The Murky Evidence for and Against Deterrence


Although the Supreme Court banned capital punishment for child rape last week, the justices have made it clear that for homicide, states may inflict the ultimate penalty. Last month, capital punishment resumed after a seven-month moratorium. Rapid scheduling of executions followed the Supreme Court's ruling in Baze v. Rees, reaffirming the constitutionality of the death penalty in general and lethal injection in particular.

To support their competing conclusions on the legal issue, different members of the court invoked work by each of us on the deterrent effects of the death penalty. Unfortunately, they misread the evidence.

Justice John Paul Stevens cited recent research by Wolfers (with co-author John Donohue) to justify the claim that "there remains no reliable statistical evidence that capital punishment in fact deters potential offenders." Justice Antonin Scalia cited a suggestion by Sunstein (with co-author Adrian Vermeule) that "a significant body of recent evidence" shows "that capital punishment may well have a deterrent effect, possibly a quite powerful one."

What does the evidence actually say?

One approach notes that in states with the death penalty, the average murder rate is about 40 % higher than in states without the death penalty. Yet such comparisons are surely confounded by other influences, as those states that impose the death penalty also have a historic culture of violence, including lynching.

If we compare countries, the United States has higher execution and higher homicide rates than nearly all other industrialized countries.
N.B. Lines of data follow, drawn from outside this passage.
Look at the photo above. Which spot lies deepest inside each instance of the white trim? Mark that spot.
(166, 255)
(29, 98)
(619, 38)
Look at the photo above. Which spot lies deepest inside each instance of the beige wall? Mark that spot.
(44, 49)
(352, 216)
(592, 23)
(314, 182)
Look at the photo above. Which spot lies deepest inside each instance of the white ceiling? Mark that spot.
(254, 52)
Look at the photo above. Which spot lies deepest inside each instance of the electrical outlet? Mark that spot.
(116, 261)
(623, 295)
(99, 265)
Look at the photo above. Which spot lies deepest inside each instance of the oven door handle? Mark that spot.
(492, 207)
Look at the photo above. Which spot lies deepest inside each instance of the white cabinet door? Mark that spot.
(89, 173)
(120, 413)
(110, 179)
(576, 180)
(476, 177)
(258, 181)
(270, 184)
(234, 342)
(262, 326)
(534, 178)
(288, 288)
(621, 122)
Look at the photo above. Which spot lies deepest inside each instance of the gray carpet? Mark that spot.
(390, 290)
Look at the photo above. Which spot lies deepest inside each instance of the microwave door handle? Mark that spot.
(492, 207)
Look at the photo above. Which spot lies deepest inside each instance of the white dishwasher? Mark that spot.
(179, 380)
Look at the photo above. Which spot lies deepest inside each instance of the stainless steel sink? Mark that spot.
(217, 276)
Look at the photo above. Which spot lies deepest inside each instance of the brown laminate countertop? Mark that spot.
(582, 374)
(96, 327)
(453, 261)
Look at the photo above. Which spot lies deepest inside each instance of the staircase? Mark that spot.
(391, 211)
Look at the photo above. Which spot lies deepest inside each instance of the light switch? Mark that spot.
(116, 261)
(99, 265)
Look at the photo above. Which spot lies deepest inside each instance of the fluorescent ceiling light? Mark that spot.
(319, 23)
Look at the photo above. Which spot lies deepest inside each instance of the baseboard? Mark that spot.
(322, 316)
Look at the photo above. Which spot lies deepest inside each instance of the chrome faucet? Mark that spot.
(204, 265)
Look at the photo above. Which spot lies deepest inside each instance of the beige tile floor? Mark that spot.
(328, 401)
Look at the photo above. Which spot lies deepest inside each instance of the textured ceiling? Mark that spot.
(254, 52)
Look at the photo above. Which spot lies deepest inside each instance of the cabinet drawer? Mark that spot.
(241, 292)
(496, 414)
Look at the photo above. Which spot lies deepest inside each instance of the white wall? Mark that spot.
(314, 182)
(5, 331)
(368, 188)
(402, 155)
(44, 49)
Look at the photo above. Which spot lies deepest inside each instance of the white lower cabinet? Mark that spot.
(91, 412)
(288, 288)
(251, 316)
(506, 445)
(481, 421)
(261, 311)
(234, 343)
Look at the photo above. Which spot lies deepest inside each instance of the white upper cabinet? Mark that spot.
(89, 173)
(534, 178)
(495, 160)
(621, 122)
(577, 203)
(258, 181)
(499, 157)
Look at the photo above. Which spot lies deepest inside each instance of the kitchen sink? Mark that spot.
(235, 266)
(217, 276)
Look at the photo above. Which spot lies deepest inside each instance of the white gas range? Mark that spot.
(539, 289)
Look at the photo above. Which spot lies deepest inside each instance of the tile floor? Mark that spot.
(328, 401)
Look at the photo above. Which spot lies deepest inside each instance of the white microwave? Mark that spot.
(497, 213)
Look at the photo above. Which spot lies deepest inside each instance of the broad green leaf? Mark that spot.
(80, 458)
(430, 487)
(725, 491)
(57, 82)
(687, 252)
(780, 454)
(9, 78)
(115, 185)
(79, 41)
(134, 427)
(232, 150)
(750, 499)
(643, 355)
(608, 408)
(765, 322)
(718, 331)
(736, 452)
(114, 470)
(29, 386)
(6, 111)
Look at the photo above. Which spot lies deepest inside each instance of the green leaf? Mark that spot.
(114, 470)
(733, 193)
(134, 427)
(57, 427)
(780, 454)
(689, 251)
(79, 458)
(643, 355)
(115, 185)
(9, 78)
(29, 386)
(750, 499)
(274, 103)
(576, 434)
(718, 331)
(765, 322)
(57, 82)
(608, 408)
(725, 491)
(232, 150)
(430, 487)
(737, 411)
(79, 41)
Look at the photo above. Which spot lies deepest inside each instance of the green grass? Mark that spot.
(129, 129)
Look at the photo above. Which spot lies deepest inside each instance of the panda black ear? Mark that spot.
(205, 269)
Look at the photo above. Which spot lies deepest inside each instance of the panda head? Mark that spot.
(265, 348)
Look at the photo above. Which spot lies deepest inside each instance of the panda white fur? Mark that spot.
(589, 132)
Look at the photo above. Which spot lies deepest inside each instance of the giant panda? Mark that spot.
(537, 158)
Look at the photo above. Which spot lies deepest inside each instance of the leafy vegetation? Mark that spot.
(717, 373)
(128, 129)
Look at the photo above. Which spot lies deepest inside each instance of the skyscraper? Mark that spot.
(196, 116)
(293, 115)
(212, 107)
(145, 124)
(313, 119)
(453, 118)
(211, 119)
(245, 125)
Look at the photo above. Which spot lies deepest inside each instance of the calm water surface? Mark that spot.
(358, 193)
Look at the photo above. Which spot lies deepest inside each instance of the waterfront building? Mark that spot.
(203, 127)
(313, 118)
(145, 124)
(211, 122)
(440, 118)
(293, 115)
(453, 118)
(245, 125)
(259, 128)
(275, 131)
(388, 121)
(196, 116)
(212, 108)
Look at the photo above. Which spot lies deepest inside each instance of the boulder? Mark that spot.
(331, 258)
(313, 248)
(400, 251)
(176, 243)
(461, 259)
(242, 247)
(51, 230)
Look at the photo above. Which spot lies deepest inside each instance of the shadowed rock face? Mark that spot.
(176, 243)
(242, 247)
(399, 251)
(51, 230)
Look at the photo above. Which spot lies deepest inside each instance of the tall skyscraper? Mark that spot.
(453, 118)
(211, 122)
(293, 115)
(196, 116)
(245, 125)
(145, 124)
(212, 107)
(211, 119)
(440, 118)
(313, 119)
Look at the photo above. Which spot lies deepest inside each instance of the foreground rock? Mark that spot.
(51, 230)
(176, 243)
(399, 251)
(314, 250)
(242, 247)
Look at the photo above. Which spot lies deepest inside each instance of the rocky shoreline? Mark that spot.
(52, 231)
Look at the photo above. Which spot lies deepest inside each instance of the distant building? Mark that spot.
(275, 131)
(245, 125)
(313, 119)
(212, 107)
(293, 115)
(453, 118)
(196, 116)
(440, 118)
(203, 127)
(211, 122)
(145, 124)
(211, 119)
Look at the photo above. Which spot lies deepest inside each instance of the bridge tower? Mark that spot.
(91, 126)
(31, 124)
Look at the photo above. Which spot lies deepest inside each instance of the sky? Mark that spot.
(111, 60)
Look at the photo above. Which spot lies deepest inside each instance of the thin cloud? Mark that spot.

Here, too, many alternative explanations remain, making it hazardous to conclude that the death penalty does not deter murder.

Other studies have evaluated changes in homicide rates over time. In the 1960s, as the death penalty fell into disuse, homicide rates rose sharply, leading some studies to infer a deterrent effect. Moreover, a large-scale decline in homicide in the past two decades coincided with renewed use of the death penalty. Countering this, homicide and execution rates rose together in the 1920s and early 1930s, then fell together through the 1940s and 1950s. Because conclusions are so sensitive to the time period evaluated, these studies fail to provide much help.

More sophisticated studies compare the evolution of homicide rates across jurisdictions. Over the past 6 decades, the homicide rate in Canada has tracked that in the United States even as the countries' punishment policies have diverged sharply. Similarly, the 12 states that have not executed a prisoner since 1960 comprise a useful comparison group; murder rates in these states have largely tracked those in states that subsequently adopted or rejected the death penalty.

One might like to conclude that these latter studies demonstrate that the death penalty does not deter. But this is asking too much of the data. The number of homicides is so large, and varies so much year to year, that it is impossible to disentangle the effects of execution policy from other changes affecting murder rates. Moreover, execution policy doesn't change often or much. Just as a laboratory scientist with too few experimental subjects cannot draw strong conclusions, the best we can say is that homicide rates are not closely associated with capital punishment. On the basis of existing evidence, it is especially hard to justify claims about causality.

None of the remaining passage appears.